1. ## linear systems

this is the equation

x-y+3z=-4
4x +z=0
x+2y+z=8

I've solved to this point

4x+z=0
4x+z=0

I know this becomes 0=0, but where do I go from here. What would be the solution(s)

2. Originally Posted by nmound
this is the equation

x-y+3z=-4
4x +z=0
x+2y+z=8

I've solved to this point

4x+z=0
4x+z=0

I know this becomes 0=0, but where do I go from here. What would be the solution(s)
I would solve this by finding the inverse of the co-efficent matrix,

Start with $Ax = b \Rightarrow x = A^{-1}b$

otherwise you will have to use muliple substitutions.

3. that isn't how you solve these equations....

4. Originally Posted by nmound
that isn't how you solve these equations....

It isn't the way to solve these equations?

Or it isn't the preferred way you would like to see this system of equations solved?

5. correction. its not the way that these are supposed to be solved. i used the addition method to get to the point stated, and it is at that point that i am stuck at

6. pickslides, If it were true that deleting y from the equations resulted in the two equations 4x+ z= 0, 4x+ z= 0, then the matrix would NOT be invertible. That is the problem mmounds is compaining about. If that were the case then 4x+ z= 0 would be satisfied for any x, z satisfying z= -4x. Pick any value for x, and calculate z from that. Put that into either of the other two equations and solve for y: there exist an infinite number of solutions.

However while one equation certainly is 4x+ z= 0, the other two are x-y+3z=-4 and x+2y+z=8.
Multiply the first equation by 2 to get 2x- 2y+ 6z= -8. Add that to the second equation and y is eliminated: 2x+ x-2y+ 2y+ 6z+ z= -8+ 8 or 3x+ 7z= 0, NOT 4x+ z= 0. It is easy to see that the only x and z satisfying 4x+ z= 0 and 3x+ 7z= 0 is x= z= 0. Putting that into x-y+3z=-4 we get -y= -4 so y= 4. Putting it into x+2y+z=8, 2y= 8 which again is satisfied by y= 4. All three equations are satisfied by x= 0, y= 4, z= 0.

In fact, finding the inverse matrix is seldom the best way to solve matrix equations. Row reduction of the matrix is typically much simpler.

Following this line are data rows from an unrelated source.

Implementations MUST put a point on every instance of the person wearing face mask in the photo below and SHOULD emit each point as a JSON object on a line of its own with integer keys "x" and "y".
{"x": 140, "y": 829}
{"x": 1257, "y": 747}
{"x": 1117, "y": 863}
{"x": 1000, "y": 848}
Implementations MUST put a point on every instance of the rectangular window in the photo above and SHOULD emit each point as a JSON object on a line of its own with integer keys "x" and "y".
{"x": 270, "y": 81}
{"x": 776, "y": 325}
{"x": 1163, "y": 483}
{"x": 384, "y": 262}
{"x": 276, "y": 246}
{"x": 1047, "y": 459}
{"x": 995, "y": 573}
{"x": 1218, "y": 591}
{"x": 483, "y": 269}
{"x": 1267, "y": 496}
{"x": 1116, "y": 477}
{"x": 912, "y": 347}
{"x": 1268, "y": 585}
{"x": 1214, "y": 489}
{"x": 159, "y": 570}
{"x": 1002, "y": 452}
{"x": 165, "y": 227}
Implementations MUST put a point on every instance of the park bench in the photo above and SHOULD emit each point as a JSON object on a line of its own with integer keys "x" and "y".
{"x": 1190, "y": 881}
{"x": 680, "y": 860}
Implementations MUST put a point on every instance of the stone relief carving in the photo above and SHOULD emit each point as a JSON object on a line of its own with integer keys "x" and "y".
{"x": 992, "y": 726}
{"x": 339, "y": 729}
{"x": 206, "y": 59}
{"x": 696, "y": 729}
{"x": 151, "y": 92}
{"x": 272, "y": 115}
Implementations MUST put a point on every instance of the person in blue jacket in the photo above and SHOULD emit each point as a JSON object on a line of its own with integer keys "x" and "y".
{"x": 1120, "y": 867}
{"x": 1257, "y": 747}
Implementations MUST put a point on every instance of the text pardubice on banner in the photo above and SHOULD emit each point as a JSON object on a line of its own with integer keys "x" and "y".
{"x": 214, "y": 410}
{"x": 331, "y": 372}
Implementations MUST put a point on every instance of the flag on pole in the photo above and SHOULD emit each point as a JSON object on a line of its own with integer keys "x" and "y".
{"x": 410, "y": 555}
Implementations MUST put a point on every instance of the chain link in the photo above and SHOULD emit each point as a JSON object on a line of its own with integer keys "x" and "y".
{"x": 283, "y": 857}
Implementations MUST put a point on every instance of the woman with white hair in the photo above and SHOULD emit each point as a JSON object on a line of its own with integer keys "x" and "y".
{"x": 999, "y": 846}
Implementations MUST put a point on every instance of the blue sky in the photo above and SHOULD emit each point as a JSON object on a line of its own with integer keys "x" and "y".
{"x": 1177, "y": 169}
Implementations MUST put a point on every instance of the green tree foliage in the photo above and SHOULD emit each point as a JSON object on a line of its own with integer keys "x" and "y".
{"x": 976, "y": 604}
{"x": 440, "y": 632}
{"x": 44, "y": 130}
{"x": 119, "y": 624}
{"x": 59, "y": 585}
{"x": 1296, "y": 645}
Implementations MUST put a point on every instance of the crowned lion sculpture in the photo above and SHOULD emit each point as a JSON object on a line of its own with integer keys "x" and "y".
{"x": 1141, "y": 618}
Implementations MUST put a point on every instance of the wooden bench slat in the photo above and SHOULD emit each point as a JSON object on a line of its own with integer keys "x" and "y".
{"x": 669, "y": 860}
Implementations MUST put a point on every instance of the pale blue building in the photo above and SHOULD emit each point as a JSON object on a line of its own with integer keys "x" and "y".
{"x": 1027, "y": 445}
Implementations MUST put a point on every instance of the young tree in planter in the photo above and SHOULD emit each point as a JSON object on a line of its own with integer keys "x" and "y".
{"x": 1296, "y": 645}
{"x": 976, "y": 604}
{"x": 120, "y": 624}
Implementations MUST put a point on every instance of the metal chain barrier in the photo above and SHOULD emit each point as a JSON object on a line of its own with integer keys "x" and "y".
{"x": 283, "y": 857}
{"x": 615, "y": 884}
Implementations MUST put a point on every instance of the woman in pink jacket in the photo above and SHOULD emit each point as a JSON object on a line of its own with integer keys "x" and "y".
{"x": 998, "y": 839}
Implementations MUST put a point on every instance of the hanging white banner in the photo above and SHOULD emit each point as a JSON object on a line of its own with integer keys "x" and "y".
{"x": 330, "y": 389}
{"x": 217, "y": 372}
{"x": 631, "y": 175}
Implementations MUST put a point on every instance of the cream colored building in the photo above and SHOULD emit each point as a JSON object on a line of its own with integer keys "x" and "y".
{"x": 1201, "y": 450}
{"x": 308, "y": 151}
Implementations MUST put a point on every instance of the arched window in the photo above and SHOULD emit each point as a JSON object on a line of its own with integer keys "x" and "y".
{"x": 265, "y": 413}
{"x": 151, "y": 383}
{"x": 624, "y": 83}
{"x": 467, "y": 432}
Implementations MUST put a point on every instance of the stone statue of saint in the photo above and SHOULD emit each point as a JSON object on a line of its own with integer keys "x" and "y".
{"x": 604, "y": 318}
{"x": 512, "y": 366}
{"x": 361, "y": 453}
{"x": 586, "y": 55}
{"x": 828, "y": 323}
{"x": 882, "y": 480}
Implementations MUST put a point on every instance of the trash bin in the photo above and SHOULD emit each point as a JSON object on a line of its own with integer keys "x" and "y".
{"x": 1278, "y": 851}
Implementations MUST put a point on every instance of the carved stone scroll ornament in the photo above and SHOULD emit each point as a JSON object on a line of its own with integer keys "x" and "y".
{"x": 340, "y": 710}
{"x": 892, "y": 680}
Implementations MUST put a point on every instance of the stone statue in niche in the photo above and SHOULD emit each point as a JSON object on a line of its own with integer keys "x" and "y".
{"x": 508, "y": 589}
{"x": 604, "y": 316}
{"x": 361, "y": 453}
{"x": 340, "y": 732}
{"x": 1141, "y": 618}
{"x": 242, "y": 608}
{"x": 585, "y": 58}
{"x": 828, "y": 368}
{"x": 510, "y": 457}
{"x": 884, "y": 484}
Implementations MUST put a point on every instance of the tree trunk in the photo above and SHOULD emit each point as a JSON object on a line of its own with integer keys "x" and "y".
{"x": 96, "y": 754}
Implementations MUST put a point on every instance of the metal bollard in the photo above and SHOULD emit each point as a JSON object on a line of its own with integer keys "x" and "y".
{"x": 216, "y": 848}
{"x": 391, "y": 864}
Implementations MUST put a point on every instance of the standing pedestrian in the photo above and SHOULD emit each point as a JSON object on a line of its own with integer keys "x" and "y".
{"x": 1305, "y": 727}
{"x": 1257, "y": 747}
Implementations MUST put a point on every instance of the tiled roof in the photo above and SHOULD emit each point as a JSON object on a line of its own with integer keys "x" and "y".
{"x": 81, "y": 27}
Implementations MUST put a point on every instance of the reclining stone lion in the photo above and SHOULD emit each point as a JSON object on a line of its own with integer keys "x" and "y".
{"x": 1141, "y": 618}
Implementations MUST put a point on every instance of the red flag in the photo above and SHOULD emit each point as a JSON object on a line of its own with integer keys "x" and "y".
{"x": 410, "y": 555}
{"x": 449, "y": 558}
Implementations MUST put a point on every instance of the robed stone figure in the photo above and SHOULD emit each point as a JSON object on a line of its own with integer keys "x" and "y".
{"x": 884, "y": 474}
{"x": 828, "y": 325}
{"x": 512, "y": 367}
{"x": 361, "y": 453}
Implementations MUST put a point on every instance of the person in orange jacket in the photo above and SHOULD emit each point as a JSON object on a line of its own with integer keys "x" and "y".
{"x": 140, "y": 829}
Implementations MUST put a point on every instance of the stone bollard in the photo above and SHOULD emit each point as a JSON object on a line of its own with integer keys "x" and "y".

7. Thank you for the response, i have a similar question

y=2x+4
10x-5y=-20

i know using the substitution method plays out like so...
10x-5(2x+4)=-20
10x-10x-20=-20
10x-10x=0
0=0

I have to express the answer in interval notation....how would I do that, and since the answer is 0=0 is their a value for x and y at all

8. Originally Posted by nmound
Thank you for the response, i have a similar question

y=2x+4
10x-5y=-20

i know using the substitution method plays out like so...
10x-5(2x+4)=-20
10x-10x-20=-20
10x-10x=0
0=0

I have to express the answer in interval notation....how would I do that, and since the answer is 0=0 is their a value for x and y at all
I think it's important to look at the second equation

$10x-5y=-20$

Now making y the subject,

$5y=10x+20$

$y=2x+4$

which is the same equation as the first.

This is why you found 0=0.

9. Originally Posted by nmound
0=0

I have to express the answer in interval notation....how would I do that, and since the answer is 0=0 is their a value for x and y at all
0 is always equal to 0 right? When solving for a variable and both sides of the equation are equal (like 0 = 0 or 5 = 5), the answer is "all real numbers."
$x$ can by any real number. Try plugging in any real number for $x$, and the equations will always hold true.
I think in interval notation, this would be $(-\infty, \infty)$ .

10. Originally Posted by lisczz
0 is always equal to 0 right? When solving for a variable and both sides of the equation are equal (like 0 = 0 or 5 = 5), the answer is "all real numbers."
$x$ can by any real number. Try plugging in any real number for $x$, and the equations will always hold true.
I think in interval notation, this would be $(-\infty, \infty)$ .
I realise that 0=0 but what does this actually say in context of what the problem is asking? I really don't think it offers anything. As the 2 equations are exactly the same then maybe there is really only 1 equation and the set of (x,y) solutions lie on that line itself.

11. If you were to choose any value of x and then calculate y=2x+4, you would get x and y that satisfy the system of equations. For example, taking x= 1, y= 6 which satisfy both y= 2x+ 4 and 10x-5y=-20. If you take x= 5, y= 14 also satisfy both equations.

In general, if, solving a system of equations, you arrive at "0= 0" there are an infinite number of solutions. If you arrive at "a= 0" where a is not 0, there are no solutions.